Las recientes especulaciones que sugerían que las princesas Beatriz y Eugenia estaban al borde del divorcio se han disipado firmemente. A pesar del intenso escrutinio de los medios y de los rumores alimentados por las actuales crisis legales y de reputación que rodean a su padre, el ex príncipe Andrés, y sus vínculos con el fallecido Jeffrey Epstein, ambas parejas reales permanecen unidas.
La narrativa de la ruptura matrimonial fue contradicha recientemente por una rara reunión social de alto perfil en Londres. Ambas princesas aparecieron junto a sus respectivos maridos en la fiesta del 40 cumpleaños de Poppy Delevingne, compartiendo el evento con otros asistentes de primer nivel, incluidos Taylor Swift y Travis Kelce, Cara Delevingne y Lily James. Esta muestra pública de unidad sirve como una clara contranarrativa a las columnas de chismes.
El contexto detrás de la especulación
Los rumores de divorcio no surgieron de la nada. Fueron impulsados en gran medida por las consecuencias del arresto del príncipe Andrés y la persistente asociación de la familia real con Jeffrey Epstein. Los conocedores alegaron que el estrés de esta “caída en desgracia” estaba poniendo a prueba los matrimonios de ambas princesas.

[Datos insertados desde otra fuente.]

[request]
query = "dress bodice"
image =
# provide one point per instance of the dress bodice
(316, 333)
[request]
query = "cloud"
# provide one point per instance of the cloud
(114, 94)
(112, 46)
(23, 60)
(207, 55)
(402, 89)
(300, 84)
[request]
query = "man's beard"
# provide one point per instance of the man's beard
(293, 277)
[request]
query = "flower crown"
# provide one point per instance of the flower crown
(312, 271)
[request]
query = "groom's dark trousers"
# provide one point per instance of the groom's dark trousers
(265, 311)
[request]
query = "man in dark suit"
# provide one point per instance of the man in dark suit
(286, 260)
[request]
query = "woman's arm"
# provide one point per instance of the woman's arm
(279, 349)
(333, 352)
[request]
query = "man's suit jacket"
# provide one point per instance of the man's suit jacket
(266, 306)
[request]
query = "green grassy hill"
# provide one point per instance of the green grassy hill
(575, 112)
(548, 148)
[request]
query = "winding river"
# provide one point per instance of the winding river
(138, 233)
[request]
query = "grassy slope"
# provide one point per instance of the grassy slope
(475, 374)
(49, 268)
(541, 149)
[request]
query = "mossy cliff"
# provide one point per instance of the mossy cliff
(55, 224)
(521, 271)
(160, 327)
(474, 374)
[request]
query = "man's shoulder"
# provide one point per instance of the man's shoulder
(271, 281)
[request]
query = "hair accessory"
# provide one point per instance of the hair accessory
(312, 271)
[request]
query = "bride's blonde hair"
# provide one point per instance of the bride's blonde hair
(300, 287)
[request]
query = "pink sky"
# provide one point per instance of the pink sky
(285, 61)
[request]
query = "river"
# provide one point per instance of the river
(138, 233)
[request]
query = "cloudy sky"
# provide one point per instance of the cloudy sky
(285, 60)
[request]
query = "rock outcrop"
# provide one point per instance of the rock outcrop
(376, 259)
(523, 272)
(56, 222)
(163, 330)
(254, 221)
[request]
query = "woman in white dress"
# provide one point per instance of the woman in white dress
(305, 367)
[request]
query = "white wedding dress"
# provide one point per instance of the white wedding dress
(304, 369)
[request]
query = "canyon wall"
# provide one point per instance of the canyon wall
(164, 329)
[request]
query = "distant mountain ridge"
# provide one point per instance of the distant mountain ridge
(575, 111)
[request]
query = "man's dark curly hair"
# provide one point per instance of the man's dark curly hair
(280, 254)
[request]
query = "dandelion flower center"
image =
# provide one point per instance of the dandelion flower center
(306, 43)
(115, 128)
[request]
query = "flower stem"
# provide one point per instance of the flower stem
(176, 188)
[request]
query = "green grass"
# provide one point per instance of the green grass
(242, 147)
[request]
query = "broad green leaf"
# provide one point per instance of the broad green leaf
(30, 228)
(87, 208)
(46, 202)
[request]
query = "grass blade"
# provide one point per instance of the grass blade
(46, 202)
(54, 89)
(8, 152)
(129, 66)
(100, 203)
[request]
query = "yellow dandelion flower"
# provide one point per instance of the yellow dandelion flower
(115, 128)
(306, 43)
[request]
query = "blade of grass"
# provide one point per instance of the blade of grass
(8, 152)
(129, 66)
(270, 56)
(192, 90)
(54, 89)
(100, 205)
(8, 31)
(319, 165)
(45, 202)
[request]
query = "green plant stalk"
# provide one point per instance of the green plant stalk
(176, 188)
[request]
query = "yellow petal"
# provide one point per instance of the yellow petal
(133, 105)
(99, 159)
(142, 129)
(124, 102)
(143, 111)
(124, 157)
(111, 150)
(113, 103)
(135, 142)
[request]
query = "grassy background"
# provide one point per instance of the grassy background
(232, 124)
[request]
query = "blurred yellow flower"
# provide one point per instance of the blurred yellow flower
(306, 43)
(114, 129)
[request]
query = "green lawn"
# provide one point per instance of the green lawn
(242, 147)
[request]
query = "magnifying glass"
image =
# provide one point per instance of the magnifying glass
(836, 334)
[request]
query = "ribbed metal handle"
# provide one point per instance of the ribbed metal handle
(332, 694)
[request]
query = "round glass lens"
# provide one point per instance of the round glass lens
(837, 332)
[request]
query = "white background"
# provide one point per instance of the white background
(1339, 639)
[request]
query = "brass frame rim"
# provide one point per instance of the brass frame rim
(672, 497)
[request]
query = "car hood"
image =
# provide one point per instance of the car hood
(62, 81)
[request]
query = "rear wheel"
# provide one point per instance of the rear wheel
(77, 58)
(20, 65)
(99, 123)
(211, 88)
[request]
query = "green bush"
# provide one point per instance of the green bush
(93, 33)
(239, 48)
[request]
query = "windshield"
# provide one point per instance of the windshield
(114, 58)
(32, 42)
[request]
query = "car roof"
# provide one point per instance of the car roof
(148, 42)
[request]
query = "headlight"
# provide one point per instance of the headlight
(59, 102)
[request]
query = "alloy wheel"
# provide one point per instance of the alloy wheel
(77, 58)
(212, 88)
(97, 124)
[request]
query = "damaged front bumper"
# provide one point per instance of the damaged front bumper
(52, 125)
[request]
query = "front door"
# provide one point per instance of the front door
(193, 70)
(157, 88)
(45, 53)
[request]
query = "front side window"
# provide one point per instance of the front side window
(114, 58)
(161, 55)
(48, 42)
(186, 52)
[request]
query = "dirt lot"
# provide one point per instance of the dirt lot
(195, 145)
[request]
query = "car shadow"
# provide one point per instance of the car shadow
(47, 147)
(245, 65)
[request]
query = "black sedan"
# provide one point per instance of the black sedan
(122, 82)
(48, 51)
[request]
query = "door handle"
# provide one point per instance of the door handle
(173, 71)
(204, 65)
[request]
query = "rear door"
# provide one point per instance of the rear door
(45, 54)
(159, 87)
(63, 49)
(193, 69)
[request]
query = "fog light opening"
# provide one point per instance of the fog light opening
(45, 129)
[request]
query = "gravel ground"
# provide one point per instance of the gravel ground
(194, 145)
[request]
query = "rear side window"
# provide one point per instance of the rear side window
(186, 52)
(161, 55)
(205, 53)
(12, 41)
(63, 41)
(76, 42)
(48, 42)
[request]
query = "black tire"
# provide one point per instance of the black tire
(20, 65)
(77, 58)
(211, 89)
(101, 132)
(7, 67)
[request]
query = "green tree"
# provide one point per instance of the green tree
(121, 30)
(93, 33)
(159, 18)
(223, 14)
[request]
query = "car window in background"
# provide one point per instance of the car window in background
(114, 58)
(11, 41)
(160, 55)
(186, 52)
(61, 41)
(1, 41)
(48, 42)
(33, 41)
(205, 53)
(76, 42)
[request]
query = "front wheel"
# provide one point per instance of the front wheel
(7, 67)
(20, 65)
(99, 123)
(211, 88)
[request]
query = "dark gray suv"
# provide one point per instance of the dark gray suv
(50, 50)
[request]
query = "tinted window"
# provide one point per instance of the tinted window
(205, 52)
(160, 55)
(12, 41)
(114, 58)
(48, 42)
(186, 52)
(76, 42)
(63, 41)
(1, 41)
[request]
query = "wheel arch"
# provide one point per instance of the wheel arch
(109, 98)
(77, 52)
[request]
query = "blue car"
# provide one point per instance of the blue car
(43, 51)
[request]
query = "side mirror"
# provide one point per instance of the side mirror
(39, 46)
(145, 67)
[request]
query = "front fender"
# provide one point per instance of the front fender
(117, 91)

Para la princesa Beatriz y su marido, Edoardo Mapelli Mozzi, las especulaciones se intensificaron cuando el padre de Edoardo, Alessandro Mapelli Mozzi, hizo comentarios crípticos a la prensa. En declaraciones a GB News a través de The Mail, afirmó: “Tengo muchas opiniones, pero no voy a hablar de ellas. No es asunto mío, deberías ir y hablar con mi hijo al respecto”. Estas declaraciones ambiguas a menudo alimentan la curiosidad y la sospecha del público, lo que lleva a afirmaciones no verificadas de discordia matrimonial.
Sin embargo, la realidad sobre el terreno parece estable. Beatrice y Edoardo, que se casaron en mayo de 2020 después de conocerse en 2018, han construido una vida que incluye criar al hijastro de Beatrice, Christopher Woolf, y a sus dos hijas, Sienna Elizabeth (nacida en 2021) y Athena Elizabeth Rose (nacida en enero de 2025). La pareja ha logrado mantener una unidad familiar relativamente privada y cohesionada a pesar de las presiones externas.
Eugenie y Jack: navegando por los límites familiares
De manera similar, la princesa Eugenia y Jack Brooksbank enfrentan sus propios desafíos, aunque no necesariamente matrimoniales. Casada en 2018 tras un noviazgo de siete años, la pareja ha dado la bienvenida a dos hijos: August Philip Hawke (nacido en febrero de 2021) y Ernest George Ronnie (nacido en mayo de 2023).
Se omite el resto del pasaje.